Colleges and universities are already subject to financial surveillance from multiple angles — what’s sometimes described as a “triad.”
Federal authorities make sure that billions of dollars of financial aid are being well-spent. Independent accrediting agencies, like the New England Commission of Higher Education (NECHE), rely on higher-ed experts to track enrollment and the quality of education, and offer or withhold accreditation.
Finally, state officials use licenses and regulations in the spirit of consumer protection. In that way, NECHE President Barbara Brittingham said this legislation falls within their rights.
“When an institution is very disruptive in its closure plans, that’s a consumer issue,” Brittingham said. “The question is how does the state go about that? How can it partner with the accreditor, which — in the triad — is the reliable authority on academic quality?”

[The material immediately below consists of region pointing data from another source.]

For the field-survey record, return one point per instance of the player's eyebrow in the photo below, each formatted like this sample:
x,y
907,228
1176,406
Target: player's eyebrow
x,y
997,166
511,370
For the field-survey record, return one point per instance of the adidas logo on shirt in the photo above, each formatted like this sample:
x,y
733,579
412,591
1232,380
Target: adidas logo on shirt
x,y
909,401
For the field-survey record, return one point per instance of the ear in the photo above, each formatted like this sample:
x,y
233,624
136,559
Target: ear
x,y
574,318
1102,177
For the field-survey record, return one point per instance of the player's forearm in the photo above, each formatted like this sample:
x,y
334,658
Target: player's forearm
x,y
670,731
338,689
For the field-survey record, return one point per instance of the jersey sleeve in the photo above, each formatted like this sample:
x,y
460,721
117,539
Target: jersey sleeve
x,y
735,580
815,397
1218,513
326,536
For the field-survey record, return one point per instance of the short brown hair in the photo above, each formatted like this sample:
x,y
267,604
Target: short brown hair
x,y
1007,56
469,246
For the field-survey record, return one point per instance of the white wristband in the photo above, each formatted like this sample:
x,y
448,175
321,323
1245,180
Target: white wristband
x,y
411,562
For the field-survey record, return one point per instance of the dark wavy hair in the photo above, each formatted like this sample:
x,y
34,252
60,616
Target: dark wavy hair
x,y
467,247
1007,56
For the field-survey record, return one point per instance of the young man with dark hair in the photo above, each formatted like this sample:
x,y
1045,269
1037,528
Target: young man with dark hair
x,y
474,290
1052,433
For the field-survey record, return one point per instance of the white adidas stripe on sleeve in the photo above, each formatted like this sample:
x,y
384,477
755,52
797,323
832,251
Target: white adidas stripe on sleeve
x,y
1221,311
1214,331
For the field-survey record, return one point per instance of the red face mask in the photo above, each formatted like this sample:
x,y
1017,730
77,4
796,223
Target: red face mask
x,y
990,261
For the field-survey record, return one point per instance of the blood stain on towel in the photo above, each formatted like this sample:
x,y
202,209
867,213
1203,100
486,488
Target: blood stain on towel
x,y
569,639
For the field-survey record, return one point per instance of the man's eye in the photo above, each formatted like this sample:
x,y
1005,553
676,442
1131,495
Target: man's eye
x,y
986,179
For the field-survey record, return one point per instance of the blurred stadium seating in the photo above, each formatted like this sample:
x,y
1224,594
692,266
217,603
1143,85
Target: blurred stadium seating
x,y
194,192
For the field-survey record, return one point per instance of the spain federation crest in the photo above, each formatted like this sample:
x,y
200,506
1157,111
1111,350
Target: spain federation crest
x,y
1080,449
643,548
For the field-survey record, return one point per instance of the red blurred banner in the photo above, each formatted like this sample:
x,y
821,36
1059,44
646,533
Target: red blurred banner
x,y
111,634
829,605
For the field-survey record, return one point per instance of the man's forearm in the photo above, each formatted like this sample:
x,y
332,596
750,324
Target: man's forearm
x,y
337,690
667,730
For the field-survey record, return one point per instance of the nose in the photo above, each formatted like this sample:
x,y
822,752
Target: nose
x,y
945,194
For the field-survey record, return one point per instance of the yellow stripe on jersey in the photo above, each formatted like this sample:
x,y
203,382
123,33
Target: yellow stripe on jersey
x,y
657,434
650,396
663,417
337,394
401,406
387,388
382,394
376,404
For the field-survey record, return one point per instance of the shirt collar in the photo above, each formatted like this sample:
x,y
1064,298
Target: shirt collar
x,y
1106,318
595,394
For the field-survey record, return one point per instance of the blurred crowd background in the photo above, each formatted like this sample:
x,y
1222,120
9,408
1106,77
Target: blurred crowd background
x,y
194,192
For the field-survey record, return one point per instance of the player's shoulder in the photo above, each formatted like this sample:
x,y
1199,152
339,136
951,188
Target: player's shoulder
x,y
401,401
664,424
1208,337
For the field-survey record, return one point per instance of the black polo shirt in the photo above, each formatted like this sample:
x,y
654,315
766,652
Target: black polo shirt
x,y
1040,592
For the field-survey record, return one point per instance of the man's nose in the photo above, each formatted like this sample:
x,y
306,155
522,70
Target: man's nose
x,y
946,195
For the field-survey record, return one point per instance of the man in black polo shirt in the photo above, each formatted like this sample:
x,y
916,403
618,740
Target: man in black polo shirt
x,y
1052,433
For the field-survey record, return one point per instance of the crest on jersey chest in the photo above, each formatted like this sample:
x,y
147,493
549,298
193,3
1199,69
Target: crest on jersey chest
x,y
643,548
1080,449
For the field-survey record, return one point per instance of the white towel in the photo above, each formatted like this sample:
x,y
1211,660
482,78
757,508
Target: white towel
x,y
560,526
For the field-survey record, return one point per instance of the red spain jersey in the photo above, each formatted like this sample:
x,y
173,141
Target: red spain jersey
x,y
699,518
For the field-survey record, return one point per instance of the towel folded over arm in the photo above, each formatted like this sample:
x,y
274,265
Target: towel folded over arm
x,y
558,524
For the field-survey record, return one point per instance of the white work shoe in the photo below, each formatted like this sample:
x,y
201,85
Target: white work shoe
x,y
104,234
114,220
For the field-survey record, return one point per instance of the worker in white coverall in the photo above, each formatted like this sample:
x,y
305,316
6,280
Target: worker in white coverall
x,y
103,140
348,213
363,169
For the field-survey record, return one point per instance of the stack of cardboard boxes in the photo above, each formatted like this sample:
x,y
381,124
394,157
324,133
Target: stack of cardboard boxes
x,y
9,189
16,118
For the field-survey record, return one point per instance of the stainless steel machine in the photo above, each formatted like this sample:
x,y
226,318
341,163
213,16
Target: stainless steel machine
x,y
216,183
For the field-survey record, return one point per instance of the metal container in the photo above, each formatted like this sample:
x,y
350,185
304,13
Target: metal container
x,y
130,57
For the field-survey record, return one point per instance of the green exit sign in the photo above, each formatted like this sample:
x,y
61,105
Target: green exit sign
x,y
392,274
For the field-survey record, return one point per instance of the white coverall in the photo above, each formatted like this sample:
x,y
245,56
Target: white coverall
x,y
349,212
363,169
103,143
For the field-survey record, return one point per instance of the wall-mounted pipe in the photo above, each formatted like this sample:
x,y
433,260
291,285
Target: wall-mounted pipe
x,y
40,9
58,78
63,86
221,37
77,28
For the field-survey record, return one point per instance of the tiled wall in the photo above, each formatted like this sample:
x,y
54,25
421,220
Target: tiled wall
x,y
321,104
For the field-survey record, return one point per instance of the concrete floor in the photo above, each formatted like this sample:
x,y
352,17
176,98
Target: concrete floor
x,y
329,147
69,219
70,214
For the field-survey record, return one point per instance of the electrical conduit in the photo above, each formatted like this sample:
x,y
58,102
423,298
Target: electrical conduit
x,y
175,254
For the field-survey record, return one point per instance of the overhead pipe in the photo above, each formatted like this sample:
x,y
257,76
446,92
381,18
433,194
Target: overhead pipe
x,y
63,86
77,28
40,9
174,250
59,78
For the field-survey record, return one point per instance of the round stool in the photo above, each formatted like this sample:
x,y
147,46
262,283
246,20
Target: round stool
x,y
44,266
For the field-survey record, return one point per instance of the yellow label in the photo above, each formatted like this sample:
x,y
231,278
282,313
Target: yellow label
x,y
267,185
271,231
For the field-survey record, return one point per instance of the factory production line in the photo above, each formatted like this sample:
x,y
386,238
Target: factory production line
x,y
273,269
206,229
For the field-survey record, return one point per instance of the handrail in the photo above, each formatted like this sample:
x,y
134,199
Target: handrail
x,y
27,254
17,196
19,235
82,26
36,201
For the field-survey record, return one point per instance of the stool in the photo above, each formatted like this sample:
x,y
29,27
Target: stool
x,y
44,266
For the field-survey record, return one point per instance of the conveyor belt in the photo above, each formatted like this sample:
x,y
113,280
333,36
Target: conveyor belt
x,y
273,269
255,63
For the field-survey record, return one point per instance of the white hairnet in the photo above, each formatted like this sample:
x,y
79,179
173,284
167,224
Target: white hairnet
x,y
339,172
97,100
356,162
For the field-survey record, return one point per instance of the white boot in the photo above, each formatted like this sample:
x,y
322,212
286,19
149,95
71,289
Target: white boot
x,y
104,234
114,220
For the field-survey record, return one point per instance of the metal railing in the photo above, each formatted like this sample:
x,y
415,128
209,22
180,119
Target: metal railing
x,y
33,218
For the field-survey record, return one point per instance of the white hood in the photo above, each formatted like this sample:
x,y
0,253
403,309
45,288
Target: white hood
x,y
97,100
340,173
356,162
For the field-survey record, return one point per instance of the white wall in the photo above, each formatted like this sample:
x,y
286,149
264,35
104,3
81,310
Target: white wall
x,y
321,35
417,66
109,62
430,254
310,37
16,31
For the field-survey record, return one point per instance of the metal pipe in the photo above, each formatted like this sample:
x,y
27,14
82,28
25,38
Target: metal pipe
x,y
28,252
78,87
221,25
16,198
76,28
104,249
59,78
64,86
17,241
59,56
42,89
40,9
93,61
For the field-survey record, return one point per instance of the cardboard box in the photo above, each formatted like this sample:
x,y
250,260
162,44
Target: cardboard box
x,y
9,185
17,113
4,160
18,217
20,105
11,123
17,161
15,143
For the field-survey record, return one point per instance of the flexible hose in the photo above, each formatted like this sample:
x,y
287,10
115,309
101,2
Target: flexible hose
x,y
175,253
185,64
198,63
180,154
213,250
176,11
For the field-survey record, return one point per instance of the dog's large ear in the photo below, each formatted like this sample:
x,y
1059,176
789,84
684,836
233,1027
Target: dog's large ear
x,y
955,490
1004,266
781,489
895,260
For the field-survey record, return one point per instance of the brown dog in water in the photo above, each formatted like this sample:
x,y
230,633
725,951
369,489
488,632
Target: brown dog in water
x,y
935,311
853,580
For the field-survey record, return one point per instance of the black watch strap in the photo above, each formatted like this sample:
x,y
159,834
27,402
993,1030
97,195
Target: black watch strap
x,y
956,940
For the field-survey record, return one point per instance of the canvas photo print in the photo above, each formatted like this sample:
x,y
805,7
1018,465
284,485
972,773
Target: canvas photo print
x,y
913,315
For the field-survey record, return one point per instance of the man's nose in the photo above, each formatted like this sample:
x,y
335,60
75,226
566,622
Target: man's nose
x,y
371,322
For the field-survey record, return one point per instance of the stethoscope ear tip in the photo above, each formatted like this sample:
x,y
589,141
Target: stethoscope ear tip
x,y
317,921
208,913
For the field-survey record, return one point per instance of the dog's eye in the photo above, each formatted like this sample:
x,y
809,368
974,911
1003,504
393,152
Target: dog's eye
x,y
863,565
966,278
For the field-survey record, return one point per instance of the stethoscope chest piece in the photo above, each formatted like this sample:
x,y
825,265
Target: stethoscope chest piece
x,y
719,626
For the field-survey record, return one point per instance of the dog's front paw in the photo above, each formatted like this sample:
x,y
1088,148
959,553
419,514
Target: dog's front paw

In Roy’s view, this bill is an effort to formalize just that kind of cooperation. BHE and accreditors have “coexisted together” for decades, Roy said, “but they weren’t at a level of communication that really worked for the system.”
Rather than obliging the state to make determinations of financial health, the bill would allow authorities to rely on the deeper inquiries made by accreditors. Brittingham explains that NECHE’s financial monitoring includes space for institutions to provide a “narrative” of how they plan to climb out of financial distress, which the commission can judge on the basis of its practicality.
The bill under consideration comes with legal teeth. An institution found to have failed to comply with those reporting requirements could be fined up to $1,000 for each day they run late, while the state could also withhold their funding or even revoke their license.
But it also seeks to protect institutions’ privacy by making communications to and from BHE exempt from public records law. Both Brittingham and Roy said that if the monitoring were done in the open, it would risk creating a “self-fulfilling prophecy,” as institutions at a financial low point — but with a chance to recover — might come to seem less stable than they really are.
Advocates for colleges and universities in the state say they're pleased with the final legislation. Rich Doherty, president of the Association of Independent Colleges and Universities in Massachusetts, said all parties to the legislation expect that NECHE will be responsible for monitoring, thereby preserving "the confidentiality of some of this information."
This article was originally published on October 29, 2019.
This segment aired on October 30, 2019.